Bending Spoons a construit une machine pour corriger cette inefficacité. Acheter des applications célèbres mais mal gérées. Virer 70% des effectifs. Centraliser toute la tech à Milan. Augmenter les prix. Doubler la marge en six mois.

Aujourd’hui, Bending Spoons valorise 2,55 milliards de dollars et possède Evernote, Meetup, WeTransfer, Remini, Splice et une trentaine d’autres applications totalisant plus de 500 millions d’utilisateurs. La boîte génère environ 400 millions de revenus annuels avec seulement 500 employés. Les marges EBITDA tournent autour de 40%.

Ferrari n’a pas réinventé le software. Il a juste appliqué une discipline d’ingénieur à une industrie habituée à l’amateurisme.


I. Le Pilote & La Thèse : L’Ingénieur Contre l’Entrepreneur#

Luca Ferrari est diplômé du Politecnico di Milano en ingénierie mathématique. Il a cofondé Bending Spoons avec trois autres ingénieurs italiens. Pas de financiers dans l’équipe fondatrice. Pas de MBA. Que des polytechniciens obsédés par l’optimisation et la performance.

Cette origine technique a dicté leur thèse d’acquisition entière. Ferrari considère que les fondateurs de startups sont structurellement mauvais gestionnaires une fois que leur produit a trouvé son market fit. Ils embauchent trop vite. Ils lancent des features pour flatter leur ego plutôt que pour générer du revenu. Ils refusent d’augmenter les prix par peur de perdre des utilisateurs. Ils confondent croissance du trafic et création de valeur.

La thèse de Bending Spoons tient en une phrase. Le logiciel grand public est une industrie de cash cows déguisées en startups en hypercroissance. Votre mission est de retirer le déguisement.

Ferrari a compris trois choses que la plupart des entrepreneurs ratent.

Dans le consumer software, la valeur réside dans la base installée, pas dans l’innovation continue. Une fois que vous avez capturé dix millions d’utilisateurs avec un produit décent, votre priorité n’est plus de réinventer la roue. Votre priorité est d’extraire le maximum de revenus de cette base en optimisant la conversion, le pricing et la rétention. Les nouvelles features comptent infiniment moins que l’optimisation de l’existant.

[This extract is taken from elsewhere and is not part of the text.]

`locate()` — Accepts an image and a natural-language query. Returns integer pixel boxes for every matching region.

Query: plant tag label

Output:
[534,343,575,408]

Les équipes produit surdimensionnées détruisent de la valeur. Un éditeur de photos mobiles n’a pas besoin de cinquante développeurs. Il a besoin de cinq excellents ingénieurs qui optimisent les performances, corrigent les bugs critiques et testent obsessionnellement les parcours de conversion. Le reste est du gaspillage.

La centralisation technologique crée un avantage de coût insurmontable. Bending Spoons mutualise toute son infrastructure tech entre ses trente applications. Un seul backend. Un seul système de paiement. Une seule stack d’analytics. Une seule équipe infrastructure. Les économies d’échelle sont brutales.


II. L’Operating System : La Brutalité Comme Stratégie#

Le playbook d’intégration de Bending Spoons est célèbre pour une raison. Il est d’une violence inouïe et d’une efficacité redoutable.

Voici exactement ce qui se passe quand Bending Spoons achète votre application.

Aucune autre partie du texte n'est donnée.